Mill Street will continue to operate as a stand-alone company as it looks for ways to expand production and capacity, said Mill Street co-founder Steve Abrams.

Over the past few years, the craft brewer has seen average sales growth of more than 15 per cent annually.

“Many craft brewers in Ontario are experiencing this huge surge just to keep up with demand,” Abrams said in an interview.

“This immediate infusion of capital will assist us in getting tanks and more equipment.”

However, those aspirations may not sit well with craft beer drinkers, who pride themselves in supporting local products made in small batches.

Some of them quickly took to Twitter to express dismay over the future of the Mill Street brand.

“Goodbye to craft. Hello average,” posted @Simmsation on Twitter shortly after the announcement was made.

“Oh no! What a shame, I liked Tankhouse. I need to find a new beer,” added  @nfitz1, referring to one of the company’s trademark brews.

Others decided to take a more creative approach, considering ways that Labatt could mesh its Labatt Blue line with the Mill Street reputation.

“Might I suggest ‘Mill Street Blues’ as their first hybrid ale?” said @jeremysale.

Beer drinkers were also cautious about assurances that Mill Street won’t change under the rule of a global brewer with a reputation for sweeping cost reductions to stay competitive.

Labatt bought discount beermaker Lakeport Brewery in 2007 when “buck a beer” was all the rage, and then shut down its Hamilton facility three years later after deciding it was cheaper to fold production into Labatt’s operations in London, Ont.

While Labatt didn’t announce how much it will pay for Mill Street, it plans to invest $10 million into the company’s existing brewery operations, which it says will remain open.

“We think that this partnership will really help expand awareness of craft across the country,” said Charlie Angelakos, Labatt’s vice-president of corporate affairs.

The popularity of craft breweries has been on the rise across Canada for years. While overall beer consumption declined by six per cent in 2014, craft beer servings grew by seven per cent, according to recent findings from data research company NPD Group.

Stephen Beaumont, an industry watcher and author on beer trends, said the takeover didn’t come as a surprise because of the international buying spree for craft brewers at Anheuser-Busch InBev.

Labatt has also played in the craft brew market itself, under a relatively low profile, positioning its Shock Top line of beers in the microbrew department at liquor stores.

Despite its reputation, Mill Street isn’t a stranger to corporate partnerships either.

The brewery opened a branded pub at Pearson Airport in Toronto three years ago, and paired with hotel chain Fairmont for a honey ale named after the company’s Royal York Hotel, because it harvested from beehives on the building’s rooftop.

“They will likely face a good deal of blow-back from the craft community, for all that relatively small percentage of the market means,” Beaumont said.

“I don’t think (Mill Street) will change their beers, but for a lot of people the cachet of buying craft beer will be lost.”

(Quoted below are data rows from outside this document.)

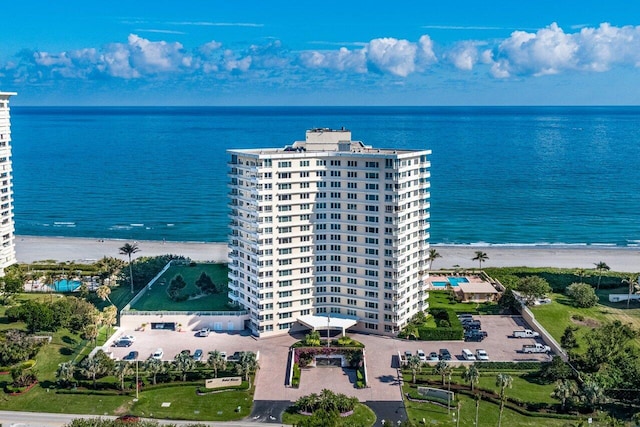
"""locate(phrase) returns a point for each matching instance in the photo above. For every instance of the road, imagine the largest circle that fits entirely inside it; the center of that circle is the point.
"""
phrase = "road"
(41, 419)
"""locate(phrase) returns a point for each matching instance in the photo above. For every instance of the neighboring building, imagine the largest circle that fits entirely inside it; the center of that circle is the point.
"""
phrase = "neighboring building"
(329, 227)
(7, 230)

Mill Street was started in 2002 with modest aspirations by its three founders, but its success pushed them to move its facilities to a larger space four years later that could handle rising demand.

Since then, it has amassed an variety of accolades, including Canadian brewery of the year at Canadian Brewing Awards for three consecutive years starting in 2007.

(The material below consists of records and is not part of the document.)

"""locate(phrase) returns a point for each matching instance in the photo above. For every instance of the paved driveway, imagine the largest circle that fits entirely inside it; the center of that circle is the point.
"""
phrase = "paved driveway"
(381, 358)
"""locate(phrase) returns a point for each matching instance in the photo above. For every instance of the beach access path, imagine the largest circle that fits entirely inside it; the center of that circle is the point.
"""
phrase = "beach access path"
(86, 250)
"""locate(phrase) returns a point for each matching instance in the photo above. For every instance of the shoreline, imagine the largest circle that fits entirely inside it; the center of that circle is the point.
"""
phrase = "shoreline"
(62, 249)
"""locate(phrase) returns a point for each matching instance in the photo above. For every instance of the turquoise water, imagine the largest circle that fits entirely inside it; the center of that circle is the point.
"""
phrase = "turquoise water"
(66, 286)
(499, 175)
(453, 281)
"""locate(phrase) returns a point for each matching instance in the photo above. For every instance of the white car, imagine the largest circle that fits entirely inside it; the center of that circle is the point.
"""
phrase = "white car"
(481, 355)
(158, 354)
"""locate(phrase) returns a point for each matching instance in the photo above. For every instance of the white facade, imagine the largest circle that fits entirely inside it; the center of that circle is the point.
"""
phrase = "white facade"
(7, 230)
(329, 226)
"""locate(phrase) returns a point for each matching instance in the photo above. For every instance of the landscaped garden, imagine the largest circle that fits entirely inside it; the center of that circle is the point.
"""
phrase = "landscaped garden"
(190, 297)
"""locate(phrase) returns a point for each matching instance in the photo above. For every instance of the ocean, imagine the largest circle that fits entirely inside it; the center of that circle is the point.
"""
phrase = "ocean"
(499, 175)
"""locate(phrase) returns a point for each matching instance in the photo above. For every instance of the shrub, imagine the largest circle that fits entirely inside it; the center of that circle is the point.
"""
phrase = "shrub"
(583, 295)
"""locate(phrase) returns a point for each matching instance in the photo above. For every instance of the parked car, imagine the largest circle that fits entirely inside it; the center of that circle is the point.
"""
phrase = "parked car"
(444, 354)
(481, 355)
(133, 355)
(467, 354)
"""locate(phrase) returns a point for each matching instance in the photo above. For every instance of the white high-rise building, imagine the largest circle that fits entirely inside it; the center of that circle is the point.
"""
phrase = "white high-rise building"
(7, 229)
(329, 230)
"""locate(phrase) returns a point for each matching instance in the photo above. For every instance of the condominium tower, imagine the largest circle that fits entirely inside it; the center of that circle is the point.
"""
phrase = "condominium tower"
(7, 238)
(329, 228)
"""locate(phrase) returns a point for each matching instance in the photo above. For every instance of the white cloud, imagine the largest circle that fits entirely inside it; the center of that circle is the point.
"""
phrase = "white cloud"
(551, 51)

Labatt — once an independent giant in Canada’s beer industry — was bought in 1995 by a Belgian group that has continued to grow by buying and merging with other companies around the world. The group, now called Anheuser-Busch InBev, is currently attempting to buy the world’s second-biggest beermaker SABMiller.

The founders of Mill Street are hopeful that despite early criticism, their beers will reach new markets, starting with Quebec — the only province that currently doesn’t have any distribution of the brand.